Kepala Badan Pangan Nasional (Bapanas) yang juga Menteri Pertanian, Andi Amran Sulaiman, menegaskan bahwa penguatan cadangan pangan pemerintah menjadi langkah antisipasi menghadapi potensi kekeringan akibat fenomena Godzilla El Nino yang diprediksi Badan Riset dan Inovasi Nasional (BRIN) akan berlangsung dari April hingga Oktober 2026.
"Dunia sedang menghadapi ancaman krisis pangan yang serius. Oleh karena itu setiap negara harus memperkuat ketahanan pangannya dan tidak boleh bergantung pada negara lain. Kita tidak boleh takut," ujar Amran.
Pemerintah juga menjamin kelancaran distribusi pangan pasca-Lebaran.
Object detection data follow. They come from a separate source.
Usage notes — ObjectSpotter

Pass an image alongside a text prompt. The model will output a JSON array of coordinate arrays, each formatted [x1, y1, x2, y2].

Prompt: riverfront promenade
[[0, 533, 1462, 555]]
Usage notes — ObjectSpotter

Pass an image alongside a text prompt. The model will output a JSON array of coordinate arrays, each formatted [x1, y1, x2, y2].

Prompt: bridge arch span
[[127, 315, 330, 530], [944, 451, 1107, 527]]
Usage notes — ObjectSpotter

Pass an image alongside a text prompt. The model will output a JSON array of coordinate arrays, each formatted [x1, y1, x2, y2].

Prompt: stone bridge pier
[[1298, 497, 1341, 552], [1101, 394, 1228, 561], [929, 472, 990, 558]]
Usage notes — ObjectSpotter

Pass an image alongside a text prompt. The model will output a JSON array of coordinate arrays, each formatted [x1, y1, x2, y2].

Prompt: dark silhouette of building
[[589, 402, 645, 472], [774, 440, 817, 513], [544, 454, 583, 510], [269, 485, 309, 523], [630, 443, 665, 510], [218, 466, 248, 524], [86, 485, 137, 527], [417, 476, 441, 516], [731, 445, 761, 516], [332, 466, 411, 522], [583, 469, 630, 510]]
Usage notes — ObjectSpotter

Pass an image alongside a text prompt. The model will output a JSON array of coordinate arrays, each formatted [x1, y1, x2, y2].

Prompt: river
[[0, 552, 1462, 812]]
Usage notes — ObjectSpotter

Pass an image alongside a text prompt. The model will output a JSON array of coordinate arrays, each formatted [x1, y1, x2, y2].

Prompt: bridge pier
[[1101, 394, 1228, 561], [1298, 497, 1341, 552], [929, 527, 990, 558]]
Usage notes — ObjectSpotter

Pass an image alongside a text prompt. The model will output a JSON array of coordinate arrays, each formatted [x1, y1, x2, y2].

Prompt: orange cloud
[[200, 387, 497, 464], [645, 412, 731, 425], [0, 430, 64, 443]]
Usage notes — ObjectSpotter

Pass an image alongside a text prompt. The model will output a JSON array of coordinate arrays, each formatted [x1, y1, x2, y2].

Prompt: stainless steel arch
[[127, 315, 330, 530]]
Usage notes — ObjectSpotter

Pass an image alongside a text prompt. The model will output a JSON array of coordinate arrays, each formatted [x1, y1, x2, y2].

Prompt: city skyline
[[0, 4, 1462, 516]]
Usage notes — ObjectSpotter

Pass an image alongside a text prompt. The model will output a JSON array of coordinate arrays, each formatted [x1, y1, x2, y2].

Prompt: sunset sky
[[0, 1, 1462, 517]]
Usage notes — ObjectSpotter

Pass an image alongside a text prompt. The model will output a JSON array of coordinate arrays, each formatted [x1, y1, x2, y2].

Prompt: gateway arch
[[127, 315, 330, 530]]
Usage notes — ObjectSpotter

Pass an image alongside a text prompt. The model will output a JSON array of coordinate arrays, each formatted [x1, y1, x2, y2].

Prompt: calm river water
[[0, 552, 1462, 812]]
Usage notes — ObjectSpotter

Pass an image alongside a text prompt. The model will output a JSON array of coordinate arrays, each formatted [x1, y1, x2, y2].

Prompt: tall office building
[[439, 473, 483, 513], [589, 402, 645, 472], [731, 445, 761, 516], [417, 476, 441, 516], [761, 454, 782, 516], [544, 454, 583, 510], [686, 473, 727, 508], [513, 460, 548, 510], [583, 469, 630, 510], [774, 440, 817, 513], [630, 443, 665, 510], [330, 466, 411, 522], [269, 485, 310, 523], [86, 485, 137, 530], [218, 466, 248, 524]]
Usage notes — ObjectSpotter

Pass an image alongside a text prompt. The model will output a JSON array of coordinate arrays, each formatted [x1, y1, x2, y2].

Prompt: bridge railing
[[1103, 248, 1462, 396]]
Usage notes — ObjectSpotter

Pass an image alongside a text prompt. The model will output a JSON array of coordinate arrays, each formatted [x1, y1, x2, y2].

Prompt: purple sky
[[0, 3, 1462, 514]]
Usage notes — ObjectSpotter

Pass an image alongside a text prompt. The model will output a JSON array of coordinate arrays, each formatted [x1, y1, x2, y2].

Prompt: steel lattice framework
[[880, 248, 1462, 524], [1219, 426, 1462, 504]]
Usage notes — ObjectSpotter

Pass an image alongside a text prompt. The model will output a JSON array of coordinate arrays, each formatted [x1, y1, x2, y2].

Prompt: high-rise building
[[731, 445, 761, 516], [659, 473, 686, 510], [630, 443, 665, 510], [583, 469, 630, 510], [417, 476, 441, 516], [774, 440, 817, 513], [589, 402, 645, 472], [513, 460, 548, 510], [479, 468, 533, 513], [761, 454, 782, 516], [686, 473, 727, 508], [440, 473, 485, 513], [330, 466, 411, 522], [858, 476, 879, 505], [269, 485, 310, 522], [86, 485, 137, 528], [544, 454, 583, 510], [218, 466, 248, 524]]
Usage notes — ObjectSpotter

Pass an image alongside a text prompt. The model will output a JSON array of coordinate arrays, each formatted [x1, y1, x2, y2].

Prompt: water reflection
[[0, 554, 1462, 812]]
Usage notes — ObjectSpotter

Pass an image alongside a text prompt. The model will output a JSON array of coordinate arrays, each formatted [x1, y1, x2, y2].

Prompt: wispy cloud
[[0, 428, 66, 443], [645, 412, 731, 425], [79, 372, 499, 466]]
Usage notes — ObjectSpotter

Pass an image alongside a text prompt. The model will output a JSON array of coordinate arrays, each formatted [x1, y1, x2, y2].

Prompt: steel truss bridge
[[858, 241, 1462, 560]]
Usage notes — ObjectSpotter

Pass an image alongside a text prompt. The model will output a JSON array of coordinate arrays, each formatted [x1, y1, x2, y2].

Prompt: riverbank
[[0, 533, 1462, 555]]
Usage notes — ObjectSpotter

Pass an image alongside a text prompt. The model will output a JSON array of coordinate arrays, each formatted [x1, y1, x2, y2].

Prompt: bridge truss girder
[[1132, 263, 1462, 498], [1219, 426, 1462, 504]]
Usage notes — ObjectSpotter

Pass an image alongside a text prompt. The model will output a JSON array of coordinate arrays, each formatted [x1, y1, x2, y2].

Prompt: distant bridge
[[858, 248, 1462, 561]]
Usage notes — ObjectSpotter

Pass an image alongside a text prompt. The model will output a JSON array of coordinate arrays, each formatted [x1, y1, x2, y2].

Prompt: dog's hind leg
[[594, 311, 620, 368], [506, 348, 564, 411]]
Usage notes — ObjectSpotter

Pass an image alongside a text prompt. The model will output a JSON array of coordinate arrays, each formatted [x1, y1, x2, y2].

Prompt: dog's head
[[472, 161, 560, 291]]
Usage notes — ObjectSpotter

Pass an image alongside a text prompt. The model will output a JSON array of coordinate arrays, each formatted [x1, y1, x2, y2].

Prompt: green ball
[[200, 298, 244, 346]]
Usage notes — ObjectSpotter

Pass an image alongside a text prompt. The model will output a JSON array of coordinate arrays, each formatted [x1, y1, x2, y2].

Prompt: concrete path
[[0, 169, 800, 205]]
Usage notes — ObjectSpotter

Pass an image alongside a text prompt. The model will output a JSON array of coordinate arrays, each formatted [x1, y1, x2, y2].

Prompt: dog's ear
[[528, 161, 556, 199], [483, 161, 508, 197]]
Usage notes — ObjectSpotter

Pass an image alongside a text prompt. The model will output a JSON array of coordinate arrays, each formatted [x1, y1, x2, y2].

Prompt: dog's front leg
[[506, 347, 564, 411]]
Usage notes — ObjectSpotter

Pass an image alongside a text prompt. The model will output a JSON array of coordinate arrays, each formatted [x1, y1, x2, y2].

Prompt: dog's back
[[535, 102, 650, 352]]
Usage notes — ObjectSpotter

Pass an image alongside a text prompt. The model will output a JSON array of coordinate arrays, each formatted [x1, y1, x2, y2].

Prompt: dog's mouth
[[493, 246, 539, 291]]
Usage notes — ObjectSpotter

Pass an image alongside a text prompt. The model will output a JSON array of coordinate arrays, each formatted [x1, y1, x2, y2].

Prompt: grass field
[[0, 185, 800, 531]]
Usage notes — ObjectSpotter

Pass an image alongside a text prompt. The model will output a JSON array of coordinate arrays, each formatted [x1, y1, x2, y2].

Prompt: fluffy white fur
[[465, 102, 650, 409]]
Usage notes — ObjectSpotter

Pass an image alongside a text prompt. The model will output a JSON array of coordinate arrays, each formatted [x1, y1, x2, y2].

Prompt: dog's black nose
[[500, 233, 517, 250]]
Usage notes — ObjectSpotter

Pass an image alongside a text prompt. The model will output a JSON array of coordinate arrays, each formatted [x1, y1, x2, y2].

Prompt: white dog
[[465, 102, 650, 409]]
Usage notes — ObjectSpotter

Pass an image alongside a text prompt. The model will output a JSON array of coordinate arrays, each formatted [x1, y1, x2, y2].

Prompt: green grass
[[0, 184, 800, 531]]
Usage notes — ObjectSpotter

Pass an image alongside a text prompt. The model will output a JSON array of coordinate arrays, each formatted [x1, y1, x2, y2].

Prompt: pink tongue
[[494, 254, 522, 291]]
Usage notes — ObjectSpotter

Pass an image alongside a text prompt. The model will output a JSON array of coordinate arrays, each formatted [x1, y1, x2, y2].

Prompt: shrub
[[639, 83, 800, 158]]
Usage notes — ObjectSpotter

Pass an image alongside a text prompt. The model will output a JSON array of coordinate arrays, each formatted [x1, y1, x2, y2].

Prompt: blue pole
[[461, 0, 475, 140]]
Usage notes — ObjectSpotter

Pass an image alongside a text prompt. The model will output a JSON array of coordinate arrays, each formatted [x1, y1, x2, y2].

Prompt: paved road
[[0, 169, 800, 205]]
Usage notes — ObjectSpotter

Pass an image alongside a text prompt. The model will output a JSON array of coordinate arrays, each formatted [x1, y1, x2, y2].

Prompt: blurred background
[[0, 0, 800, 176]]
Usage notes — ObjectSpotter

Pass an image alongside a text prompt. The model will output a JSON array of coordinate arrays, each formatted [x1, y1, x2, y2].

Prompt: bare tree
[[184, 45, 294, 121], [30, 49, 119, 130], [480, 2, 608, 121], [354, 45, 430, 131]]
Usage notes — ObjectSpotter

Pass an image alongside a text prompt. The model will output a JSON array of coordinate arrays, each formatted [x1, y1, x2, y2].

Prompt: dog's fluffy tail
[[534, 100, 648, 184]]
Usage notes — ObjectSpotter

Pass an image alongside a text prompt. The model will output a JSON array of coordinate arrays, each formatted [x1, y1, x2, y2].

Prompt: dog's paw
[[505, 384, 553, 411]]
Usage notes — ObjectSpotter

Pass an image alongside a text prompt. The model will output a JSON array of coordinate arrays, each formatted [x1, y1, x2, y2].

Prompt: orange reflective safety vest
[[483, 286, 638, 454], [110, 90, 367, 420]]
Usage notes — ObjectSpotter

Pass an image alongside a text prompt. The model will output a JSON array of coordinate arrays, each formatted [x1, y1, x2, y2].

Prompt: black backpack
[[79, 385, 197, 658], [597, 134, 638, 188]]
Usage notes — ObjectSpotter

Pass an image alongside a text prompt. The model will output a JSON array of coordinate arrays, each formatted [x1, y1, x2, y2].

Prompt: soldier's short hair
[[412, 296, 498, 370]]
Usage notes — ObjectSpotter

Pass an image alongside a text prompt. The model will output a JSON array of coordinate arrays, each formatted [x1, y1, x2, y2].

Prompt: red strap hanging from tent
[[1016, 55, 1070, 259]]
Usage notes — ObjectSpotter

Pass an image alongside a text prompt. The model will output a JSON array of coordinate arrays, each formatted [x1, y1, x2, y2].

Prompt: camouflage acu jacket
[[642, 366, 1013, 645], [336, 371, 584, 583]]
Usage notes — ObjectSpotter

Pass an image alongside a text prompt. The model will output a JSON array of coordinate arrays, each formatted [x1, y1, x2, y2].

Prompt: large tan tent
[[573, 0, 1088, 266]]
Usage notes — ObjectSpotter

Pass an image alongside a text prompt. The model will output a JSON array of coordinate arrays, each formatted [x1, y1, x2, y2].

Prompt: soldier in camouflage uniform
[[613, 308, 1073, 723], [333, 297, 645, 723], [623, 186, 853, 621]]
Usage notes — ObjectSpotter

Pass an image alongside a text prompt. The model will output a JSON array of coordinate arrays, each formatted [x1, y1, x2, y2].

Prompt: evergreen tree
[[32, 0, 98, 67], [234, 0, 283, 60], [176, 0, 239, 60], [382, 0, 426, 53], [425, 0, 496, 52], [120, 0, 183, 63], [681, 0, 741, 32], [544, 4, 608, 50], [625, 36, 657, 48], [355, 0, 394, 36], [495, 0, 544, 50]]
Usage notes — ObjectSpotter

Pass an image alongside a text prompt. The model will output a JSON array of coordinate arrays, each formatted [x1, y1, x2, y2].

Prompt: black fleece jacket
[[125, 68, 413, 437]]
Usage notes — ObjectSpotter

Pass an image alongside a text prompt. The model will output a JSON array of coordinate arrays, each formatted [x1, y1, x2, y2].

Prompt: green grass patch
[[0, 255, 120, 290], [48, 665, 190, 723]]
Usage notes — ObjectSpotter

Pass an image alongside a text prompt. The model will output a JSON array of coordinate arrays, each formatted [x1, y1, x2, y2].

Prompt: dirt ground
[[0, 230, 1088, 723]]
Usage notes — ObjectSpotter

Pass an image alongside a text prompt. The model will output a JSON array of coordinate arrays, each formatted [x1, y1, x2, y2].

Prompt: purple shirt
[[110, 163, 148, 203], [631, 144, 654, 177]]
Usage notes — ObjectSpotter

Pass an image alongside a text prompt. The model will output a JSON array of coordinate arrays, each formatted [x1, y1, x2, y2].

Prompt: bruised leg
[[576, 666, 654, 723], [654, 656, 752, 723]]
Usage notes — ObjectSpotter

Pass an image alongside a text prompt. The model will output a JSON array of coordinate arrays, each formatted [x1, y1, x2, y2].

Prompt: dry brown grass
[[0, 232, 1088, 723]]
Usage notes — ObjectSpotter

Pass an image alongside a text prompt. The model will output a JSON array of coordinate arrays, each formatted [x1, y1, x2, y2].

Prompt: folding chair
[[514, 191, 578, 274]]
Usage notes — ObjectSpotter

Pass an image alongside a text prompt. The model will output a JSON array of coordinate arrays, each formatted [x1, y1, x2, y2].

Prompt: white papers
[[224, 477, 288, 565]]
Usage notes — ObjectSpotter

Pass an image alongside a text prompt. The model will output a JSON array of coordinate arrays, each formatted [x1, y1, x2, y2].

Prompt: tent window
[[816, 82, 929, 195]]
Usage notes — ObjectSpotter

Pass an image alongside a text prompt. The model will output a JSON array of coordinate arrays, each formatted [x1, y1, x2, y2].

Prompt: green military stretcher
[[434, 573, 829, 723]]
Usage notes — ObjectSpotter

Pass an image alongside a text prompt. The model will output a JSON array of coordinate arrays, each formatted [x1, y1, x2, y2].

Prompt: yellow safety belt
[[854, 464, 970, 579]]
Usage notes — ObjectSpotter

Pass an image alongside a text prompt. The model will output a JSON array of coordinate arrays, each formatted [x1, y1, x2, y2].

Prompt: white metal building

Gubernur Jawa Timur Khofifah Indar Parawansa dalam peninjauannya di Pasar Legi Ponorogo, Minggu (29/3/2026), mengonfirmasi bahwa harga sejumlah komoditas cenderung stabil bahkan mengalami penurunan.
"Saya bersyukur beras SPHP di sini Rp57 ribu per 5 kilogram, itu harga yang saya rasa peran Bulog sangat signifikan. Minyakita juga tadi terkonfirmasi lancar distribusinya dan harga di bawah HET," ungkap Khofifah.
Dengan kondisi stok yang melimpah dan harga yang terkendali, Bulog mengimbau masyarakat agar tidak melakukan pembelian berlebihan atau panic buying. Pemerintah berkomitmen untuk terus memantau ketersediaan dan distribusi pangan guna menjaga stabilitas harga hingga akhir tahun.